DreamTech Launches SORA-like 3D Generation Model, Secures Tens of Millions Financing

EqualOcean reports that the AI startup "DreamTech" has successfully completed two rounds of angel financing, raising tens of millions of yuan. The initial angel round was led by Oriza Holdings, TUSStar and Yun Angel Fund participating. The subsequent angel+ round saw exclusive investment from Initial Capital.

Just as advancements in large language model technology have driven the rise of text generation AI like ChatGPT, similar progress in large model technology is advancing generative AI in images, videos, and 3D content. "DreamTech" is an AI startup focusing on native 3D generation, officially commencing operations in December 2023. The CEO, Dr. Zhang Feihu, holds a Ph.D. from Oxford University, and the founding team includes members of the UK's Royal Academy of Engineering, national-level young talents, and founding members of Tencent Meeting. They have previously worked at leading companies such as Apple, Tencent, and Baidu. The founding team members have successfully established several benchmark companies in the 3D field, which were acquired by industry giants such as Apple, Google, and Bosch.

In addition to text content, generative AI initially impacted the generation of 2D images. Since 2022, companies specializing in AI-generated images, such as Midjourney and Stability AI, have rapidly emerged, leading to a booming text-to-image field. Applications like OpenAI's SORA, Luma Dream Machine, and Kuaishou's Keling, focusing on AI-generated videos, have also become hot topics. Today, there are already several foundational models in the text-to-image and text-to-video fields, with technology routes becoming more convergent. However, compared to 2D images and videos, the field of 3D content generation is at an earlier development stage, with technological routes still under exploration.

To generate a 3D model using AI, there are mainly two technical routes: 2D-to-3D upscaling and native 3D. Previously, most companies adopted the 2D-to-3D upscaling route. Specifically, this method involves converting text or single 2D images to multi-view images, followed by reconstruction to obtain a 3D model. The advantage is that it can be fine-tuned based on existing image generation models (such as Stable Diffusion), making training easier. However, the process is complex, and cumulative errors can lead to issues like distortions and multiple heads in the generated 3D models.

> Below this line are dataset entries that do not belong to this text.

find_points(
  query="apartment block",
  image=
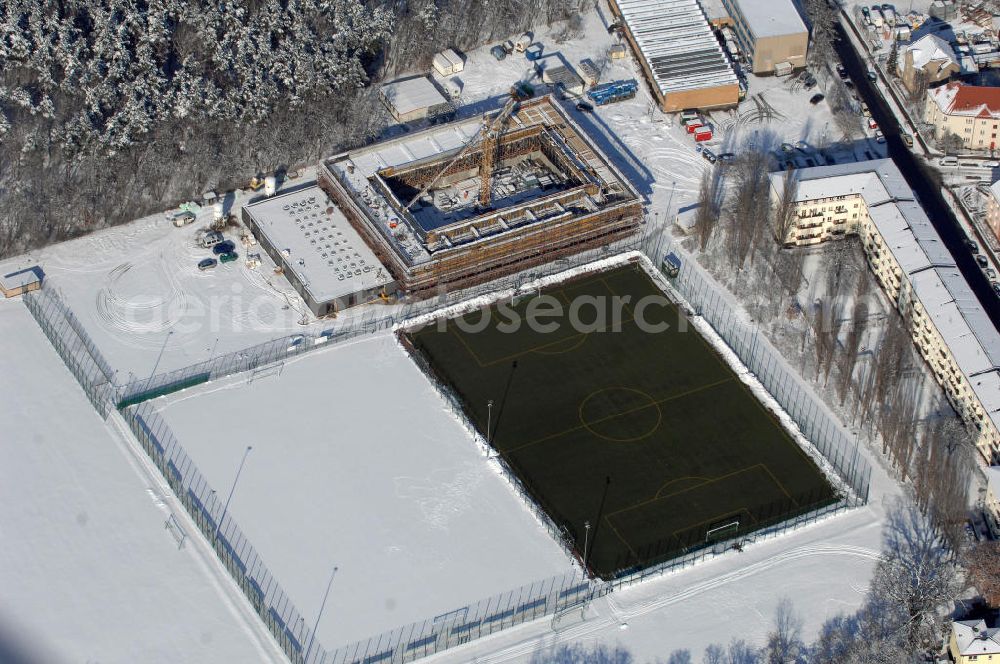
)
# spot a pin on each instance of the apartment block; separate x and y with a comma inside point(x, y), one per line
point(769, 32)
point(971, 112)
point(949, 326)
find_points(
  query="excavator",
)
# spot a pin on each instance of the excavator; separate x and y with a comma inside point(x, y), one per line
point(488, 136)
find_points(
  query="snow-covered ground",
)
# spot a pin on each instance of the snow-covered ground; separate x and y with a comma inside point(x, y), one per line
point(356, 462)
point(823, 569)
point(88, 573)
point(137, 289)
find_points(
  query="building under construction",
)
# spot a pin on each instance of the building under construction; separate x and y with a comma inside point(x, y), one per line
point(470, 201)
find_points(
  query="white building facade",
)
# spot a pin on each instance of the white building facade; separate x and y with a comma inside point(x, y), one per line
point(948, 325)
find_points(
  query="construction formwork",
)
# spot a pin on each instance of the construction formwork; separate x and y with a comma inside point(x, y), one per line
point(596, 206)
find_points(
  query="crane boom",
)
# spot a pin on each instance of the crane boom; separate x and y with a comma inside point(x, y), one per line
point(488, 132)
point(490, 145)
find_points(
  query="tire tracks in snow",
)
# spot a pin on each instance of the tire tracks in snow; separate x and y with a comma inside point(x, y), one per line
point(632, 610)
point(622, 611)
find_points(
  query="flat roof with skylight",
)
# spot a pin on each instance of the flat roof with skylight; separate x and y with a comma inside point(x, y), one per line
point(324, 252)
point(675, 39)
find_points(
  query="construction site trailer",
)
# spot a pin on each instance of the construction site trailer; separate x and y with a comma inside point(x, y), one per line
point(412, 99)
point(681, 59)
point(456, 60)
point(589, 72)
point(319, 252)
point(21, 281)
point(443, 65)
point(565, 78)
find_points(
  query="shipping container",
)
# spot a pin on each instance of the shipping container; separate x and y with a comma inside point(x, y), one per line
point(457, 62)
point(608, 93)
point(443, 65)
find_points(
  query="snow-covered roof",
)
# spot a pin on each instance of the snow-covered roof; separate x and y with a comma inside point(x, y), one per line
point(324, 251)
point(973, 637)
point(932, 48)
point(675, 40)
point(967, 100)
point(937, 283)
point(770, 18)
point(993, 480)
point(411, 94)
point(995, 190)
point(21, 278)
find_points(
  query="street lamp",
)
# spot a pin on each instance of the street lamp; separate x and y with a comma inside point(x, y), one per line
point(319, 615)
point(232, 490)
point(489, 422)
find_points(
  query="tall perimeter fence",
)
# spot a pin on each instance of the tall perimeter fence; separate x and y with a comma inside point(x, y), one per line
point(74, 346)
point(816, 423)
point(555, 596)
point(374, 319)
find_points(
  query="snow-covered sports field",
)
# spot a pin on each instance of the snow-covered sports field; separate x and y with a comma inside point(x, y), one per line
point(88, 573)
point(357, 463)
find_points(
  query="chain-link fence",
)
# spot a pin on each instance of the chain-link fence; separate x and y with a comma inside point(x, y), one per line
point(372, 320)
point(206, 509)
point(543, 598)
point(277, 611)
point(816, 423)
point(549, 597)
point(73, 345)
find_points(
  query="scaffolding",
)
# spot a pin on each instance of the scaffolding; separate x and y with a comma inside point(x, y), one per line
point(594, 204)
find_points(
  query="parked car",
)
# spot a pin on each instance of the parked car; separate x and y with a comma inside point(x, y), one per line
point(223, 247)
point(183, 218)
point(209, 239)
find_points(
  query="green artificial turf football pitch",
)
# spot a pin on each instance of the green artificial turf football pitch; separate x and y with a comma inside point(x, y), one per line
point(692, 455)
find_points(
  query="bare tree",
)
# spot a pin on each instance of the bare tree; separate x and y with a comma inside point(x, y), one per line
point(784, 208)
point(983, 564)
point(784, 641)
point(848, 357)
point(709, 206)
point(951, 143)
point(749, 205)
point(918, 573)
point(918, 91)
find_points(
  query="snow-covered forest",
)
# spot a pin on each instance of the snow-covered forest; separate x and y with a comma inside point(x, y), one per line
point(112, 109)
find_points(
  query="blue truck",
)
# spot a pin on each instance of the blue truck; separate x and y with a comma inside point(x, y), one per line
point(608, 93)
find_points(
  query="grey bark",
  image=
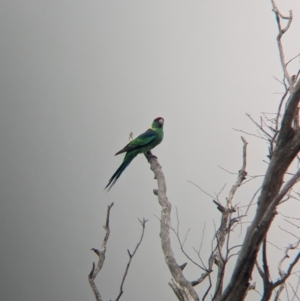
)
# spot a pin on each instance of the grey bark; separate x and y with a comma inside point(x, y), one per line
point(287, 148)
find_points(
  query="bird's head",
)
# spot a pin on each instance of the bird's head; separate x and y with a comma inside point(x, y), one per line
point(158, 122)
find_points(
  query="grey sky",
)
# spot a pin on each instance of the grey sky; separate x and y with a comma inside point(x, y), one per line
point(76, 78)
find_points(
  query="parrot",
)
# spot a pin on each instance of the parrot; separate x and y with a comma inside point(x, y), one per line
point(143, 144)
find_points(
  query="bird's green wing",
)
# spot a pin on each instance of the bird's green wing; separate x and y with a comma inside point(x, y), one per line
point(142, 140)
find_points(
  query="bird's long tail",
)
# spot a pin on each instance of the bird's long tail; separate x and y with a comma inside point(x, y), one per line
point(118, 173)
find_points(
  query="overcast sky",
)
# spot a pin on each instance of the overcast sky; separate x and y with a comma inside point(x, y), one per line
point(76, 78)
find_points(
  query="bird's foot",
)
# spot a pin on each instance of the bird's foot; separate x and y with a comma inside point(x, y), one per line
point(149, 155)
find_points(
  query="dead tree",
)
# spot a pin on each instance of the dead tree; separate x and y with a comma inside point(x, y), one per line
point(282, 133)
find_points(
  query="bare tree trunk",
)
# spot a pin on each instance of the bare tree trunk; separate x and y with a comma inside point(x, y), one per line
point(287, 148)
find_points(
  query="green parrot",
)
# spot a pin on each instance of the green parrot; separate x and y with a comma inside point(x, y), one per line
point(140, 145)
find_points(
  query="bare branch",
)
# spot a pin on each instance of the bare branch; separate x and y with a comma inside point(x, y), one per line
point(180, 285)
point(282, 31)
point(143, 223)
point(101, 254)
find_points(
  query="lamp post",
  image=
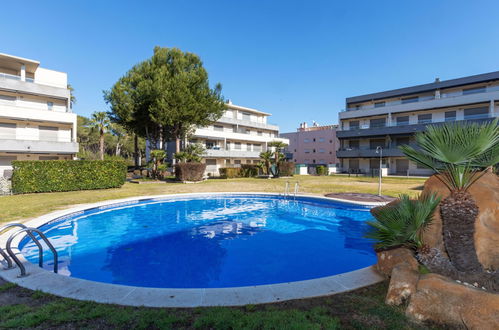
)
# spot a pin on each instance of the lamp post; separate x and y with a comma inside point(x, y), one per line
point(379, 150)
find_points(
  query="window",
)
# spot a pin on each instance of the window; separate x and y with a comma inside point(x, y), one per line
point(450, 115)
point(246, 116)
point(374, 143)
point(354, 144)
point(424, 119)
point(410, 99)
point(380, 122)
point(402, 141)
point(354, 124)
point(7, 131)
point(7, 97)
point(404, 120)
point(474, 90)
point(48, 133)
point(211, 162)
point(476, 113)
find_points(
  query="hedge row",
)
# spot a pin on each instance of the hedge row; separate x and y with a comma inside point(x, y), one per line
point(245, 171)
point(66, 175)
point(190, 171)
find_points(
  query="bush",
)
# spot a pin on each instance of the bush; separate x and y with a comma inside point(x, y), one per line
point(190, 171)
point(249, 170)
point(230, 172)
point(321, 170)
point(287, 169)
point(66, 175)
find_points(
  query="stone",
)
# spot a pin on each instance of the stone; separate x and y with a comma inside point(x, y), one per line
point(388, 259)
point(403, 284)
point(486, 195)
point(444, 301)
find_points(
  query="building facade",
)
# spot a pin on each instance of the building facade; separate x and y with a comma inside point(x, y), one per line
point(238, 137)
point(390, 119)
point(315, 145)
point(36, 122)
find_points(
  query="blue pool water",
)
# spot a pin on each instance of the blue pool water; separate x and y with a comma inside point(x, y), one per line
point(211, 241)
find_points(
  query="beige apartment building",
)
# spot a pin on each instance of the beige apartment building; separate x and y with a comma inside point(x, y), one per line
point(389, 119)
point(36, 122)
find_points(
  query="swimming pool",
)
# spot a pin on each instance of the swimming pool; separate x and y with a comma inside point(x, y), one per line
point(209, 241)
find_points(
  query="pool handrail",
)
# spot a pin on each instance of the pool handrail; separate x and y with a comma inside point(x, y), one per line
point(29, 231)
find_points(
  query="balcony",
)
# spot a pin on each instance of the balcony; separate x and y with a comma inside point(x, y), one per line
point(14, 83)
point(404, 129)
point(427, 102)
point(31, 146)
point(248, 123)
point(366, 152)
point(223, 153)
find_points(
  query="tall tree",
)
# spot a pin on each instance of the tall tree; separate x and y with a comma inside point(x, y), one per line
point(165, 97)
point(100, 122)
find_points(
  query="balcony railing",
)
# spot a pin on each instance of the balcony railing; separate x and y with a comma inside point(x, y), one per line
point(424, 98)
point(425, 122)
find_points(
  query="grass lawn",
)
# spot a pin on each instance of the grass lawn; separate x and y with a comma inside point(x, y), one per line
point(31, 205)
point(360, 309)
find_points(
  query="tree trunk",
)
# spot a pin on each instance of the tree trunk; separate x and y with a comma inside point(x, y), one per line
point(101, 146)
point(459, 212)
point(136, 151)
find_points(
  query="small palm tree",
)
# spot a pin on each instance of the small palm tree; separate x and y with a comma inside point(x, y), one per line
point(459, 154)
point(403, 224)
point(267, 157)
point(100, 122)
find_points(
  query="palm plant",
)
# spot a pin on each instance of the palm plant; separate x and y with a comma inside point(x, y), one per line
point(100, 122)
point(403, 224)
point(267, 157)
point(459, 154)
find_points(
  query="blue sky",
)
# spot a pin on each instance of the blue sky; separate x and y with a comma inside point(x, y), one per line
point(298, 60)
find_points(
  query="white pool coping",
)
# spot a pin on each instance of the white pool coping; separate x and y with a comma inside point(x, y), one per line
point(76, 288)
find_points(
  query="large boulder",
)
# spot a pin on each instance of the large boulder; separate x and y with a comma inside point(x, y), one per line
point(486, 194)
point(402, 284)
point(388, 259)
point(445, 301)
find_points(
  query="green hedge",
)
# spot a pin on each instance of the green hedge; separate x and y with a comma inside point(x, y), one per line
point(66, 175)
point(190, 171)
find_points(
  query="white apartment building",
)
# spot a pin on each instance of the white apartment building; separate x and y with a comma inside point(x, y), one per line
point(238, 137)
point(36, 122)
point(390, 119)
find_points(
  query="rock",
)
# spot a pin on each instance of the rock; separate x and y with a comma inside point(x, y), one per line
point(486, 194)
point(402, 284)
point(445, 301)
point(388, 259)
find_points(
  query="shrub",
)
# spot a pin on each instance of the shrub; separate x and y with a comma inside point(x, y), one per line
point(66, 175)
point(190, 171)
point(230, 172)
point(321, 170)
point(249, 170)
point(287, 169)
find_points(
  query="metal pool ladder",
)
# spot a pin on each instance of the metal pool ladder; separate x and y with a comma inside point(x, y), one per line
point(10, 255)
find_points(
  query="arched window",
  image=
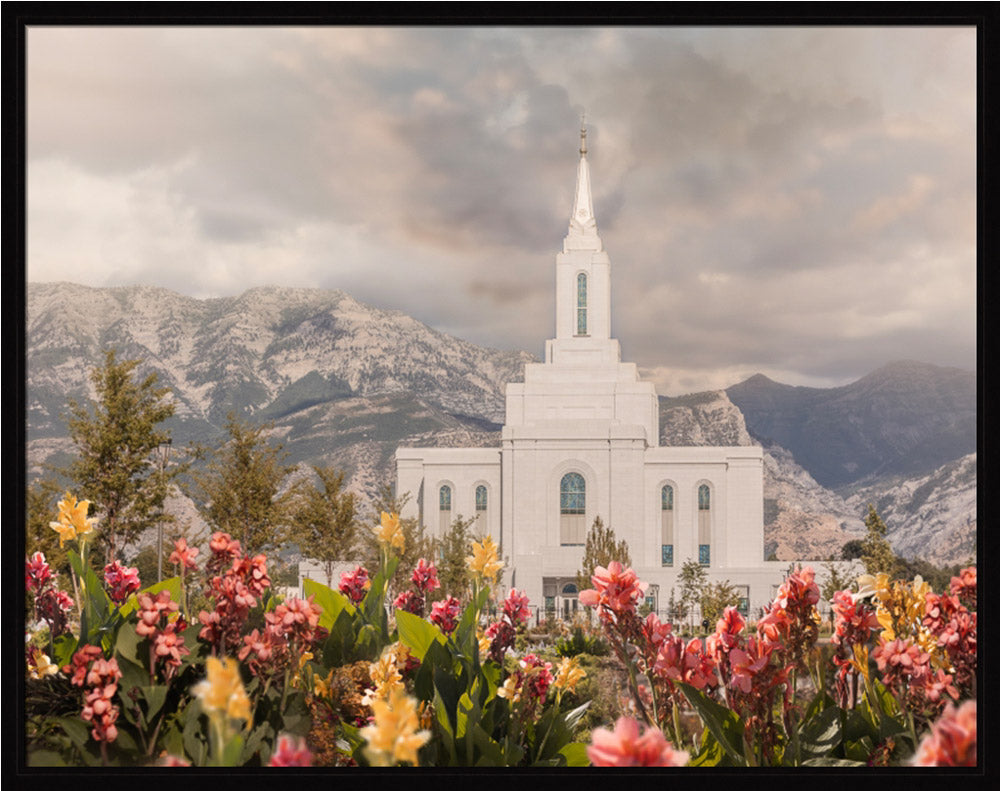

Additionally, since 2D images inherently lack 3D information and the model architecture for 2D upscaling is primarily optimized for 2D data processing, it cannot scale up in the same way as large language models. The quality of 3D generation has reached a bottleneck, and even increasing model parameters and training data does not significantly improve the quality of 3D generation.

In contrast, native 3D uses pure 3D data for training. The advantage is that since the training data and optimization targets are original 3D models, the quality and effects of the generated 3D models are better, more closely matching the quality of the original 3D models, and are better suited for handling complex scenes.